Staging repetitions in a multiplex would at a stroke alleviate nearly all of the pressure on the schedule, and it might also have the benefit of spreading the word about the Viennale to audiences in the city who either don't know about it or don't think that it is "for them." In particular, Hans Hurch and his colleagues might consider making the event more appealing and accessible to working-class audiences, teenagers, representatives of ethnic minorities. Just as Bill Clinton once vowed to "create a Cabinet that looks like America," why not have a Viennale audience that looks like Vienna—a city which, despite its high-falutin', Habsburg-fancy exterior, boasts a massive, largely suburban blue-collar population, and which is at least eight per cent Muslim.
Extending the Viennale's reach to a multiplex would be logistically tricky. But there are several to choose from—there's one just two doors down from the Hilton Hotel, which serves as the organisation's main base during the festival; another not far from the newly-inaugurated official night-spot, the "Badeschiff" ("bathing ship"), anchored in the Danube canal close to the Urania cinema. During V '09 both of these were showing, in addition to the usual commercial fare such as Hollywood comedies and Germany's historical drama Pope Joan (Die Papstin), local hero Michael Haneke's The White Ribbon (Das weisse Band), so there's evidently already some acceptance of "challenging" fare.
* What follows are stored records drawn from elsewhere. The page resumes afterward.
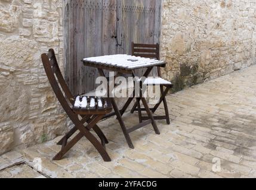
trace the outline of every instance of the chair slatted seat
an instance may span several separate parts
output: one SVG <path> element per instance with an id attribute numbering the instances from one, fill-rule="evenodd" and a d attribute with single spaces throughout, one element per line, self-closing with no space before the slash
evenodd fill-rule
<path id="1" fill-rule="evenodd" d="M 152 45 L 134 43 L 134 42 L 132 43 L 132 56 L 155 58 L 157 60 L 160 60 L 159 49 L 160 48 L 159 45 L 158 43 L 156 45 Z M 156 120 L 166 119 L 166 123 L 168 124 L 169 124 L 170 119 L 169 116 L 169 111 L 165 97 L 167 95 L 169 90 L 172 87 L 172 84 L 171 82 L 161 78 L 160 66 L 158 66 L 158 77 L 155 78 L 148 78 L 143 82 L 143 84 L 146 84 L 147 86 L 160 86 L 160 90 L 162 95 L 159 102 L 157 104 L 156 104 L 154 107 L 150 108 L 150 110 L 152 111 L 153 113 L 155 113 L 161 104 L 163 103 L 165 108 L 165 115 L 154 116 L 154 119 Z M 164 90 L 164 87 L 165 87 L 165 90 Z M 138 103 L 138 102 L 137 102 L 133 106 L 131 112 L 132 113 L 134 112 L 134 111 L 138 111 L 139 113 L 138 115 L 140 122 L 142 122 L 143 120 L 149 119 L 148 117 L 142 116 L 141 111 L 145 110 L 146 109 L 140 107 L 140 105 L 139 104 L 139 103 Z"/>
<path id="2" fill-rule="evenodd" d="M 112 110 L 111 104 L 107 100 L 90 97 L 90 100 L 94 100 L 94 106 L 81 107 L 80 104 L 82 106 L 82 102 L 76 101 L 78 100 L 78 96 L 73 96 L 67 87 L 58 65 L 54 50 L 51 49 L 47 54 L 42 54 L 41 58 L 53 90 L 67 115 L 75 125 L 75 126 L 57 143 L 58 145 L 61 145 L 61 149 L 53 158 L 53 160 L 61 160 L 82 137 L 85 137 L 98 150 L 103 160 L 105 162 L 110 162 L 111 159 L 106 150 L 106 144 L 109 142 L 97 124 L 106 114 L 111 112 Z M 87 97 L 85 98 L 88 100 Z M 98 106 L 101 104 L 98 100 L 101 101 L 103 106 Z M 79 103 L 79 107 L 75 106 L 78 105 L 77 103 Z M 87 125 L 85 125 L 86 123 Z M 91 132 L 91 129 L 95 131 L 101 142 Z M 78 134 L 68 141 L 77 131 L 79 132 Z"/>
Looking through this year's Viennale schedule, it's no stretch at all to imagine the likes of Adventureland, Splinter, Fish Tank, Antichrist, Moon and A Prophet drawing decent crowds in a city-centre 'plex. With the Viennale's banners, flags and logos prominently displayed around the cinema, on leaflets, on screen, etc, this might tempt patrons into sampling some of the more outre offerings—at one of the regular "big five" cinemas (plus the somewhat forbidding confines of the Filmmuseum). Of course, this would alter the character of the festival a touch—but not that much, and surely worth a go, if only on a trial basis. If any festival can afford the luxury of a minor gamble, from a position of established strength and respect among the public and professionals alike, then surely it's the Viennale.